The golden gateway
It's time to dust off the idea of gateway servers, and examine how they fit client-server applications
Marketeers and CIOs tout three-tier, client/server reengineering as the cure-all for enterprise ailments. Before you make that your mantra, consider using gateways. We outline the transactions and structures suited to gateways, providing examples and design rules for building gateways, and conclude with a view of how emerging technologies like Java and SafeTcl can gateway between vertical client-server applications. (3,600 words)
Not everything fits a three-tier architecture. Some applications belong on a mainframe and should stay there. Cost constraints, risk reduction, operational complexity, technology adaptation, and time-to-market often dictate mixed-bag solutions. In our rush to view the world through client-server glasses, we sometimes filter out opportunities to link new and legacy operational systems.
Peer forward a few years to the time when your off-the-shelf financials, human resources, and inventory applications fit neatly into isolated, three-tier holding tanks. Each best-of-breed product offers a client-server architecture for good performance, easy addition of new features, and minimal data movement.
But when you try to access personnel records from the financial system, though, you'll have to "go outside" to hand-crafted queries that reformat output or even paper to extract data from one system and consume it in another. The growing sentiment among users will likely be that the applications aren't flexible, don't interoperate well (if at all), and that data is isolated. Those attributes are the de facto definition of a legacy application, where "legacy" won't be said with the respect accorded a 10 year-old, tried-and-true system.
How do you side-step both problems? It's time to dust off the idea of gateway servers, and examine how they fit into the re-engineering spectrum and the client-server application arena.
We'll discuss specific transaction types and sequences well-suited for gateways, along with the technologies required to handle them. Then we'll look at examples and design rules for building transaction processing sytems around gateway servers.
We will conclude with a view of how emerging technologies, like Java and SafeTcl, can gateway between vertical client-server applications. Our goal is to raise the level of abstraction for application architecture to look at how individual solutions fit into the larger whole to become Enterprise -- with a capital E -- applications.
Twisty little passages, all different: Gateways defined
A gateway is merely a box that converts between two systems that don't talk to each other in a native tongue. Gateways convert data representation, syntax, and semantics to keep the bits flowing. Here are some examples:
Gateways also link disparate applications. Perhaps the best-known are the database gateways from Unix relational DBMS services such as Oracle and Sybase to MVS-hosted DB2 or CICS systems. Besides converting between database views and access protocols, gateways accommodate differences in database structures, linking relational databases to hierarchical systems such as IBM's IMS.

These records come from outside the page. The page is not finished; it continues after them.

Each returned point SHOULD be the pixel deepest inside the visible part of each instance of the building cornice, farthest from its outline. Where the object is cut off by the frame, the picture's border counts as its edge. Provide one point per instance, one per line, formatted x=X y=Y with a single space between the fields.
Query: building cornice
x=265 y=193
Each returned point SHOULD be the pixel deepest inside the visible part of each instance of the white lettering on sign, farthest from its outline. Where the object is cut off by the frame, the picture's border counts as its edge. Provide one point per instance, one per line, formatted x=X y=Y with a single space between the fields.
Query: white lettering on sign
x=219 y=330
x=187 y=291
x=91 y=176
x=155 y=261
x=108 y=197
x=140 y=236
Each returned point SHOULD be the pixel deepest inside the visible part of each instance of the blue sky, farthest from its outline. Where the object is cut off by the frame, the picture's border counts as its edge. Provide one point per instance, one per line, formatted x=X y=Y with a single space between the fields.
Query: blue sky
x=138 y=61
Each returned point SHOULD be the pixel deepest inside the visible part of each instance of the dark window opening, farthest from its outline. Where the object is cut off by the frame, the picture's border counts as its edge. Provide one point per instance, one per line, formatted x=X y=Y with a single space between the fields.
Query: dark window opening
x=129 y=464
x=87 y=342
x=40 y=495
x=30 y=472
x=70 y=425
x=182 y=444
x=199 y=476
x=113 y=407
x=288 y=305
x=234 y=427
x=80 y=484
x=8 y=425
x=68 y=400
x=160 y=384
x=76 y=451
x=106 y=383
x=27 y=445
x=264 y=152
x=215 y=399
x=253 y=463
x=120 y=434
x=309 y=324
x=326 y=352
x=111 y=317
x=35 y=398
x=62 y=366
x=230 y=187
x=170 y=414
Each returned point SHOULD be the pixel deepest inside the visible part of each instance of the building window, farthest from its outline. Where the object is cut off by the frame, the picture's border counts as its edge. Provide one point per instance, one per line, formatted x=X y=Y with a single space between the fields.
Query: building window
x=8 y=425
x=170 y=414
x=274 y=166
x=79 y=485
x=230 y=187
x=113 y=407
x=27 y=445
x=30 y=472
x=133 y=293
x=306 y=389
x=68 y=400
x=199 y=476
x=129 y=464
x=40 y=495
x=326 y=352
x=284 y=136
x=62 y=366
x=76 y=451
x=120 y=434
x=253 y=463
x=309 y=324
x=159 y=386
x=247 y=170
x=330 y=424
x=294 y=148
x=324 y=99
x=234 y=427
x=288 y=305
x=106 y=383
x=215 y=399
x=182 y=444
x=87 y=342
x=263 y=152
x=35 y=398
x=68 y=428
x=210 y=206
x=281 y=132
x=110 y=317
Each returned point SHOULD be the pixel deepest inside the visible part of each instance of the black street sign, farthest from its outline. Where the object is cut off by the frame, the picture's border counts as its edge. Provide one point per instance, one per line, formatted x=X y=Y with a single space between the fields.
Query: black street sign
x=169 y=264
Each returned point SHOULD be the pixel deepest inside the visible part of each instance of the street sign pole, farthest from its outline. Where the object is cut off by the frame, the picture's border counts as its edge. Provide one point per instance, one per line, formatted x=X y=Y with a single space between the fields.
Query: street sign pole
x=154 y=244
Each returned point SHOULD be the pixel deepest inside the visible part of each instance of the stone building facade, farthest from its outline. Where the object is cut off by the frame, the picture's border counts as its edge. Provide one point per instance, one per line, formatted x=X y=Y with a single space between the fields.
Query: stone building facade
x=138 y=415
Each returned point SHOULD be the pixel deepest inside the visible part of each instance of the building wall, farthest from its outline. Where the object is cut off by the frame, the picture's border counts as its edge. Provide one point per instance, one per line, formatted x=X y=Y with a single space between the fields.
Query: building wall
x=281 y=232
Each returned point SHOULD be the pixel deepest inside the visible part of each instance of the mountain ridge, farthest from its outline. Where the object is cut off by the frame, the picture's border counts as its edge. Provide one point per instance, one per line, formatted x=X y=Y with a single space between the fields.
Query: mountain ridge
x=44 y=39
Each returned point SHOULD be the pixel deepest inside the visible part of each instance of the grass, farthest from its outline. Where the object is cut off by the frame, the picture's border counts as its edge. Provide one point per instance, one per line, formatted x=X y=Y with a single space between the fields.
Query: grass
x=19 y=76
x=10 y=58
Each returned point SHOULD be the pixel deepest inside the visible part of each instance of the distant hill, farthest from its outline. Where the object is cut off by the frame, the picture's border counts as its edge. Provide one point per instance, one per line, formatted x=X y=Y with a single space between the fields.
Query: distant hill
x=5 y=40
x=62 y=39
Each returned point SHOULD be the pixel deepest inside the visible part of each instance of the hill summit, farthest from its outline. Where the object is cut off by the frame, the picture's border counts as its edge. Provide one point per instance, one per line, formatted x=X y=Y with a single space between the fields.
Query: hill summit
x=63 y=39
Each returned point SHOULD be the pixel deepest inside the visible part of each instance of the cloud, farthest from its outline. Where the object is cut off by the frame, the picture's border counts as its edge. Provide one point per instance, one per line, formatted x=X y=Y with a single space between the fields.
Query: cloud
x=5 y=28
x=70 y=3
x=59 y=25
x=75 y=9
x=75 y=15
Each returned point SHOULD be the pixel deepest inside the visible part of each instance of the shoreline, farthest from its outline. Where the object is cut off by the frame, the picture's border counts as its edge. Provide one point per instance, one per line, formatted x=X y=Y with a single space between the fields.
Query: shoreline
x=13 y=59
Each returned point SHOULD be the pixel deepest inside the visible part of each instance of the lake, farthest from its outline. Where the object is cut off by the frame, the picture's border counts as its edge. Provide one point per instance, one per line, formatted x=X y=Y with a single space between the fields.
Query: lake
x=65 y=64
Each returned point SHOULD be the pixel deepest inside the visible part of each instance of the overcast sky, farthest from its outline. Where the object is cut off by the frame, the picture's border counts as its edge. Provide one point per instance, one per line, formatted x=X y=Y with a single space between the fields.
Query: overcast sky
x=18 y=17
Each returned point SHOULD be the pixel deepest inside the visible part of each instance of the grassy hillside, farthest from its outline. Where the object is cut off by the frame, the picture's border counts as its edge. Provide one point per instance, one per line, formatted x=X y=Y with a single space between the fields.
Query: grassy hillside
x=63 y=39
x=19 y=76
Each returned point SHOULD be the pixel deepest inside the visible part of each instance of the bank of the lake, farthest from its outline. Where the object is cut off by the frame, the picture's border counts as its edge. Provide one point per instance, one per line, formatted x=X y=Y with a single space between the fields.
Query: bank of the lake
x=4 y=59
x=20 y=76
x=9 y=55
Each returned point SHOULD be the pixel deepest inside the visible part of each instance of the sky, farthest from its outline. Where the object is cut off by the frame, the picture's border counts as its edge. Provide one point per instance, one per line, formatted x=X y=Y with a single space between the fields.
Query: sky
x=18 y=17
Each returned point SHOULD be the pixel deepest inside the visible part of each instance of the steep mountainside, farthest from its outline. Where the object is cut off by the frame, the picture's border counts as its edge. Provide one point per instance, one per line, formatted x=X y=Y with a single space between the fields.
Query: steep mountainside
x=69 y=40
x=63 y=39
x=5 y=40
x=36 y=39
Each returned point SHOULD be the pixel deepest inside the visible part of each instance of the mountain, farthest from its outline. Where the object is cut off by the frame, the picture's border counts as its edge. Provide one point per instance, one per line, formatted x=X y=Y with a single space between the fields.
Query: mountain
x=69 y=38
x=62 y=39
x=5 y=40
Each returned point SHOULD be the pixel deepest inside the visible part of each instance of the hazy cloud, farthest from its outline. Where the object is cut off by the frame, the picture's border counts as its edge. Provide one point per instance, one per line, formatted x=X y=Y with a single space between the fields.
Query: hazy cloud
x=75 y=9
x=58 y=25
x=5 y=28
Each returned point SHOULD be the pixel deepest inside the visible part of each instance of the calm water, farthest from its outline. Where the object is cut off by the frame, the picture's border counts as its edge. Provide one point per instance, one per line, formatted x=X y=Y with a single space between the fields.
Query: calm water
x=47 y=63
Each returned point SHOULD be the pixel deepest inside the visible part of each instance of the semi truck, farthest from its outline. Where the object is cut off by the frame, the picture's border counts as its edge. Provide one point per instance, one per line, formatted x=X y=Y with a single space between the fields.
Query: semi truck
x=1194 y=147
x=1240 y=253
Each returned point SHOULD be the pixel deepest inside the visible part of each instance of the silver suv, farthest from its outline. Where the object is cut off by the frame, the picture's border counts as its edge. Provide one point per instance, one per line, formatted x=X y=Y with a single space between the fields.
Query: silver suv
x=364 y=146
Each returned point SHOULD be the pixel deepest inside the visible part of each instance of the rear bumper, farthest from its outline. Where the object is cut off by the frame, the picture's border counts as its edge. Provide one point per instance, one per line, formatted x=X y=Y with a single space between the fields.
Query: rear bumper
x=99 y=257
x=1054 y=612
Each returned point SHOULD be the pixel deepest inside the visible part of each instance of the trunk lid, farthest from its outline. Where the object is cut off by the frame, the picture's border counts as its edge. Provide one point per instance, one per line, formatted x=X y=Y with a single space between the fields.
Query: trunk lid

But when do you use a gateway, and when do you proceed full speed with mainframe migration? Gateways represent just one form of re-engineering legacy applications. The figure below shows the risk, cost and benefit relationships of various approaches:
For a real-life story, read the accounting of the California Divison of Motor Vehicles' attempt to migrate from its current environment. (See the list of resources at the end of this story.)
When executed well, re-engineering provides the biggest benefit to the organization, but this approach also sits on the extreme of the risk axis.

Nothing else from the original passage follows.